In Exercises 27-30, use coordinate vectors to test the linear independence of the sets of polynomials. Explain your work.

\({\left( {{\bf{2}} - t} \right)^{\bf{3}}}\), \({\left( {{\bf{3}} - t} \right)^2}\), \({\bf{1}} + {\bf{6}}t - {\bf{5}}{t^{\bf{2}}} + {t^{\bf{3}}}\)

The vectors of the given polynomials can be written as follows:

\(\begin{array}{c}{\left( {2 - t} \right)^3} = 8 - 12t + 6{t^2} - {t^3}\\ \equiv \left( {\begin{array}{*{20}{c}}8\\{ - 12}\\6\\{ - 1}\end{array}} \right)\end{array}\),

\(\begin{array}{c}{\left( {3 - t} \right)^2} = 9 - 6t + {t^2}\\ \equiv \left( {\begin{array}{*{20}{c}}9\\{ - 6}\\1\\0\end{array}} \right)\end{array}\)

and

\(1 + 6t - 5{t^2} + {t^3} \equiv \left( {\begin{array}{*{20}{c}}1\\6\\{ - 5}\\1\end{array}} \right)\)
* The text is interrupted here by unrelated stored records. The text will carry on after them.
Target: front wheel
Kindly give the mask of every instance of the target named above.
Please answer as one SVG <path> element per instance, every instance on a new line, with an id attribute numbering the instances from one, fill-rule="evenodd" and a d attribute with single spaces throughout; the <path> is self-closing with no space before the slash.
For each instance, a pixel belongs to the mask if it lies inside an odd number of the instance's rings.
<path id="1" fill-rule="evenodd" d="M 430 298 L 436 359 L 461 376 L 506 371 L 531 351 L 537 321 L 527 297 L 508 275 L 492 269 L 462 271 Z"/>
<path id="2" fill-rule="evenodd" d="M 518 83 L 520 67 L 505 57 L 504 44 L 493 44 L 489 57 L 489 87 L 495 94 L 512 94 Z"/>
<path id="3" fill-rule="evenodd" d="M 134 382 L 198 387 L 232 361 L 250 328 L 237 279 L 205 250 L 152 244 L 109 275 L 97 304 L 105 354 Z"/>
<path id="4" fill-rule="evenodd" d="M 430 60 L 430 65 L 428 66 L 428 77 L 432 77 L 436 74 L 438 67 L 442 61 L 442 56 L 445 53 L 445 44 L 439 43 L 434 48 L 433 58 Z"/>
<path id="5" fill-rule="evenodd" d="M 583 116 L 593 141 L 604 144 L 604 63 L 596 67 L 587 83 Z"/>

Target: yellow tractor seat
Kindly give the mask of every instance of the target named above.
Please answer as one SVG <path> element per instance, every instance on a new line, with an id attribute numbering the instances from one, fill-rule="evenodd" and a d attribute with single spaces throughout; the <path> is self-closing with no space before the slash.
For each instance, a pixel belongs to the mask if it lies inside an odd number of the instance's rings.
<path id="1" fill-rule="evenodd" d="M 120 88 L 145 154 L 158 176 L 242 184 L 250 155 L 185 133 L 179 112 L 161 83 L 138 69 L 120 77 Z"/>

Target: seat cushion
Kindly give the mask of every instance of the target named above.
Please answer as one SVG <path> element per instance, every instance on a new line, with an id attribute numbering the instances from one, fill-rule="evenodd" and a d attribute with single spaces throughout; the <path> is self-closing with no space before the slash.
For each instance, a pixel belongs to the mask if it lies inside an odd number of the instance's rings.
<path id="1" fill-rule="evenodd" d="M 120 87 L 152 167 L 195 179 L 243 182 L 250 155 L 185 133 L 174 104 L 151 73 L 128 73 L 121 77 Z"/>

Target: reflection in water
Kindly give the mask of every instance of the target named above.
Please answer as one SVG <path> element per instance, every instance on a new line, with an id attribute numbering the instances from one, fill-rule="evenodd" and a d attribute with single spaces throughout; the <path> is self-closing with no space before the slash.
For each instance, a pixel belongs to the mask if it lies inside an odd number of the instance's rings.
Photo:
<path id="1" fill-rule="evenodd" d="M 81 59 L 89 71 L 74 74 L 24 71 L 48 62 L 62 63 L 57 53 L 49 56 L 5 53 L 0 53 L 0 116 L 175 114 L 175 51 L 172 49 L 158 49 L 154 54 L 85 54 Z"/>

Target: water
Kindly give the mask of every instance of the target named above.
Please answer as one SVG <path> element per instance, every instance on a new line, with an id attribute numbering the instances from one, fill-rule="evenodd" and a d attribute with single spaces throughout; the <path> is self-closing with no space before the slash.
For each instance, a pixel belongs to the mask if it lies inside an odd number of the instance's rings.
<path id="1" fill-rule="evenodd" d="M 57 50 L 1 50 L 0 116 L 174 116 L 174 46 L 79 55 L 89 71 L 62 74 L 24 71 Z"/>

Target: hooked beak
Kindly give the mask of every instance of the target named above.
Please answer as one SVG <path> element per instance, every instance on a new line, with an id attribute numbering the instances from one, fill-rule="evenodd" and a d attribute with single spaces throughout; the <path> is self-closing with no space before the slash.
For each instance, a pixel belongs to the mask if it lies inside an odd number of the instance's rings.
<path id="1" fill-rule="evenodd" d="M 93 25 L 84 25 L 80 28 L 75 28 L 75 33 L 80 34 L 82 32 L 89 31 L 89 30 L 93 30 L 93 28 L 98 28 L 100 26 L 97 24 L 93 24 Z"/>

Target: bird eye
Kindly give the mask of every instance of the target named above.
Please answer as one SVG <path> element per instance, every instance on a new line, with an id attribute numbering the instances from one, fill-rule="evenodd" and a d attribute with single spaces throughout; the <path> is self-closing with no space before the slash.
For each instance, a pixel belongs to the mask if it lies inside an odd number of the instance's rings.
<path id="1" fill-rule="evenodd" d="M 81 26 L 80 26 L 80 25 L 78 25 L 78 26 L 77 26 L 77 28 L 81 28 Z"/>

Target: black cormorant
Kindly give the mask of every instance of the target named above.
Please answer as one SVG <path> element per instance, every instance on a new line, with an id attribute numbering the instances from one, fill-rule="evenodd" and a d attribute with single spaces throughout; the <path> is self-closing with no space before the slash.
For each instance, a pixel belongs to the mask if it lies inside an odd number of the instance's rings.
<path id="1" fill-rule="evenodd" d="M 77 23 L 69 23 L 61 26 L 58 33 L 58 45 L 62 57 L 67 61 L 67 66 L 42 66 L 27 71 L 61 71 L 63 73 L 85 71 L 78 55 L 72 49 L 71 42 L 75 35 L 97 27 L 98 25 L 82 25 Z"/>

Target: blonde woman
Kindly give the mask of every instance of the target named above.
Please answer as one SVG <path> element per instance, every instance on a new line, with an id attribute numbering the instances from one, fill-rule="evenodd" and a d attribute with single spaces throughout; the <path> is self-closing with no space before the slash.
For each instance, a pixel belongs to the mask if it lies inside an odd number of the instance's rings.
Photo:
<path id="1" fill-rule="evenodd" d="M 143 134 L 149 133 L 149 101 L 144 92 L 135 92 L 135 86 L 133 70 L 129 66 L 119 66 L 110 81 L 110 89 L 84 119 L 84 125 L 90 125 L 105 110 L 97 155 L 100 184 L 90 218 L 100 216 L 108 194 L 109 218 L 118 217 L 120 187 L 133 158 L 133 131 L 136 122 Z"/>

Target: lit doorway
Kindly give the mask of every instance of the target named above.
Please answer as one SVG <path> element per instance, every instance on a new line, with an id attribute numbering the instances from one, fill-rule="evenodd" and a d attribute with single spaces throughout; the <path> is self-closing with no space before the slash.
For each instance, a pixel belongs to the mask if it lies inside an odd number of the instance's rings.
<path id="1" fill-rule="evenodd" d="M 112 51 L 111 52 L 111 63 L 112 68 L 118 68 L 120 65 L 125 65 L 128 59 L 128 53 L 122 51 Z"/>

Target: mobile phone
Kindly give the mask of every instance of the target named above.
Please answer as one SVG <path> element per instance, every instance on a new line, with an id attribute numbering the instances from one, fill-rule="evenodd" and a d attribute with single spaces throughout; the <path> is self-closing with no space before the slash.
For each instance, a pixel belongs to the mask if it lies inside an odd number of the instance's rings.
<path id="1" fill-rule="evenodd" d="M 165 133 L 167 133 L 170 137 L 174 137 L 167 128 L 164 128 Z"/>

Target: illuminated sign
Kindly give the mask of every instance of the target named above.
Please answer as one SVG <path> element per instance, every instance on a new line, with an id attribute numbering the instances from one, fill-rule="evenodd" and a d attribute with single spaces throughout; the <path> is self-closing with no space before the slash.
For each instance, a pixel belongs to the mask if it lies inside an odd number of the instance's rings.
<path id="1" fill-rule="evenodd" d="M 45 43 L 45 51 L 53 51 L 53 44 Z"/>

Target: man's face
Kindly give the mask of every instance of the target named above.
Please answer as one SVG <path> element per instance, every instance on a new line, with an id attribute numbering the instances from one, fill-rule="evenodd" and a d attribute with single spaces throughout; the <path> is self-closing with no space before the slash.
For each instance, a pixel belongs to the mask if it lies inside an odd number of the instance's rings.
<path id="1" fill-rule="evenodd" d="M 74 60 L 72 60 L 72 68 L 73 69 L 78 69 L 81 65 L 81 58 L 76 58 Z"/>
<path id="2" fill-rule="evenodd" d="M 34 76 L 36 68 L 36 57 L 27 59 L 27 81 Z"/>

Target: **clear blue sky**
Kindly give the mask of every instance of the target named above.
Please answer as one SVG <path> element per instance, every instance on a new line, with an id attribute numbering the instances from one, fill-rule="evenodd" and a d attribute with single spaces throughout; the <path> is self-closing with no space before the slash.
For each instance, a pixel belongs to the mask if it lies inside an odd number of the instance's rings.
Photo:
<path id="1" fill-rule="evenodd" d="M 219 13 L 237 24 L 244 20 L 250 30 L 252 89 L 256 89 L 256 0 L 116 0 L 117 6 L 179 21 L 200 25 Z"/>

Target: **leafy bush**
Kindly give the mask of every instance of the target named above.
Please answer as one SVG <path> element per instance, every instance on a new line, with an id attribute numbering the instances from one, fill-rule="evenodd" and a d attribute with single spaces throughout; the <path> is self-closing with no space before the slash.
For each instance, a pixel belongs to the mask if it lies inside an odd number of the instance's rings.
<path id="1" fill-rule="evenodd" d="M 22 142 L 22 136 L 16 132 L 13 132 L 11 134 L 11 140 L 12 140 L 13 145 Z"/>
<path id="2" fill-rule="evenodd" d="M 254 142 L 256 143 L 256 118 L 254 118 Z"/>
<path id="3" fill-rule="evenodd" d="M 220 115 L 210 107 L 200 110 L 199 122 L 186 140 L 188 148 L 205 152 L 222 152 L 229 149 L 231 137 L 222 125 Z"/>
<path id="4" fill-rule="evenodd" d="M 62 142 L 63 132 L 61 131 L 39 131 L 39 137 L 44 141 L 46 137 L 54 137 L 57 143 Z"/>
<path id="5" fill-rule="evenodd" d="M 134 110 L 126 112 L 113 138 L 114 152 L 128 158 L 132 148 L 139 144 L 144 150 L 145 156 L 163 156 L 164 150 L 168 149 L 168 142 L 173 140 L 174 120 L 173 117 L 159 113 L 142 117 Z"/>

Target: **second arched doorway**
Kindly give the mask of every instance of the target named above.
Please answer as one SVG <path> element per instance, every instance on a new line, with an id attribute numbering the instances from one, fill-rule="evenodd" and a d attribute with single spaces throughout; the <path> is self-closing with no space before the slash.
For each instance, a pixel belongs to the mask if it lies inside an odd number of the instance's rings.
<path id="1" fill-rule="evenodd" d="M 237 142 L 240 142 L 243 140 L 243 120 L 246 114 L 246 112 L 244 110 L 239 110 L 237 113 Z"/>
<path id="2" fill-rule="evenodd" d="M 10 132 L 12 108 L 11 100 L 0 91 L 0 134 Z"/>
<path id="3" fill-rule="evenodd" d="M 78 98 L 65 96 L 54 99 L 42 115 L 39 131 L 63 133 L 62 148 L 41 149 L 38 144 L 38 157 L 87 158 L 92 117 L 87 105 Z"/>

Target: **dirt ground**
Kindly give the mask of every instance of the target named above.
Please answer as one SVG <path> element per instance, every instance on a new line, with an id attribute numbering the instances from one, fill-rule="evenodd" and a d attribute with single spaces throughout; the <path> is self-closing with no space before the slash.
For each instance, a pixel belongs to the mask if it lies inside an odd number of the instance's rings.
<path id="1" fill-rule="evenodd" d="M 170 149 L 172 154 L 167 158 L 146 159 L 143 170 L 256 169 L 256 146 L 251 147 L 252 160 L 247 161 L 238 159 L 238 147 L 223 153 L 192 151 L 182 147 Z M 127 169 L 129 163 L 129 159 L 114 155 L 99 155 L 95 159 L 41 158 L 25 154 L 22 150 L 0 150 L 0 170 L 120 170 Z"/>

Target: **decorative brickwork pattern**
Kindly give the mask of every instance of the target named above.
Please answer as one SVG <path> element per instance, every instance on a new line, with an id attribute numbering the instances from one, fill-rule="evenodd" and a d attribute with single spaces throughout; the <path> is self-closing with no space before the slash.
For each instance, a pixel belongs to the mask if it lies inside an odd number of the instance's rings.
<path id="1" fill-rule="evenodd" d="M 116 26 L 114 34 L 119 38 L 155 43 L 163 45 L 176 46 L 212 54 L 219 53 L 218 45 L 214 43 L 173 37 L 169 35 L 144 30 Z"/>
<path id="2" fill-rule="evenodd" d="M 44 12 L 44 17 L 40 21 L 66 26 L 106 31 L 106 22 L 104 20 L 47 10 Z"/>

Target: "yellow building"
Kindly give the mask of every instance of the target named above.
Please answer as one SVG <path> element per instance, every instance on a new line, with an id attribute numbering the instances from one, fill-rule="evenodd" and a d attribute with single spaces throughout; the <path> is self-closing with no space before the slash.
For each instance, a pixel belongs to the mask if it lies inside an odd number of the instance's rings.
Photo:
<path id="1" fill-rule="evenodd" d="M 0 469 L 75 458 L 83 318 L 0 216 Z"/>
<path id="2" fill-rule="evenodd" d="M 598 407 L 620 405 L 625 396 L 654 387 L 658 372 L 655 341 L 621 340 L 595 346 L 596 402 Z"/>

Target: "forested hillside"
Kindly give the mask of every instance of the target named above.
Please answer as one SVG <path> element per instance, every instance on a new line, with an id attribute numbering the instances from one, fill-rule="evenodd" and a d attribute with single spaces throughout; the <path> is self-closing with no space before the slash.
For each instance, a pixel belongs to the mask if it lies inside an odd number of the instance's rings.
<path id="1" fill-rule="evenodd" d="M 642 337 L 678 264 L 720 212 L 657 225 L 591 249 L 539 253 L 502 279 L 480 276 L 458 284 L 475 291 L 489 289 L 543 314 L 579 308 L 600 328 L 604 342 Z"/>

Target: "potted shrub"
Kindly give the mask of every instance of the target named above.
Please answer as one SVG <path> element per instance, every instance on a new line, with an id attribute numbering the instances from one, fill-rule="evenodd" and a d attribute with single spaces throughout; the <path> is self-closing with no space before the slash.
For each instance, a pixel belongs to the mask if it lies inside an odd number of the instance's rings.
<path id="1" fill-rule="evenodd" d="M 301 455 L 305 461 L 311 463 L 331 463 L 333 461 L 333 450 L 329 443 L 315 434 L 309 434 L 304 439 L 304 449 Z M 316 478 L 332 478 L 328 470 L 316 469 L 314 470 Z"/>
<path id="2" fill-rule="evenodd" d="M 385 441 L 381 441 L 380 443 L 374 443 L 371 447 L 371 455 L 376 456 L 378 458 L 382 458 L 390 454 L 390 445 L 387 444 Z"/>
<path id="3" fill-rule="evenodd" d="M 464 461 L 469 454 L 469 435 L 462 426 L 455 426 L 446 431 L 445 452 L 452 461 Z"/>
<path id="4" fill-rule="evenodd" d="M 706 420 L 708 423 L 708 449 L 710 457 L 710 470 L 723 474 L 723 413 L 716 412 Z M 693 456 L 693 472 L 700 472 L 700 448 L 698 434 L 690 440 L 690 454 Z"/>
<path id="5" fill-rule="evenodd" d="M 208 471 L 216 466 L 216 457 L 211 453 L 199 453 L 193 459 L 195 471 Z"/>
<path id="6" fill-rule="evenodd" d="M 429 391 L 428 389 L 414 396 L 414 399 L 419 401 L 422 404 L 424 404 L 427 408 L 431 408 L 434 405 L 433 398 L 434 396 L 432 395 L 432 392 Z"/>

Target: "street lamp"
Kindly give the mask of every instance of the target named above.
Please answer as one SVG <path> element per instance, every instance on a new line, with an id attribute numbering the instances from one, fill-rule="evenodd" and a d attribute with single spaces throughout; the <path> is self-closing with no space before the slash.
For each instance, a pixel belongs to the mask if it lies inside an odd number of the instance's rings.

The matrix formed by using the vectors of the polynomials is:

\(A = \left( {\begin{array}{*{20}{c}}8&9&1\\{ - 12}&{ - 6}&6\\6&1&{ - 5}\\{ - 1}&0&1\end{array}} \right)\)

\(\left( {\begin{array}{*{20}{c}}8&9&1\\{ - 12}&{ - 6}&6\\6&1&{ - 5}\\{ - 1}&0&1\end{array}} \right) \sim \left( {\begin{array}{*{20}{c}}1&0&{ - 1}\\0&1&1\\0&0&0\\0&0&0\end{array}} \right)\)

From the echelon form, it can be observed that for three variables, there are two equations. Hence, one free variable is present.

So, the polynomials are linearly dependent.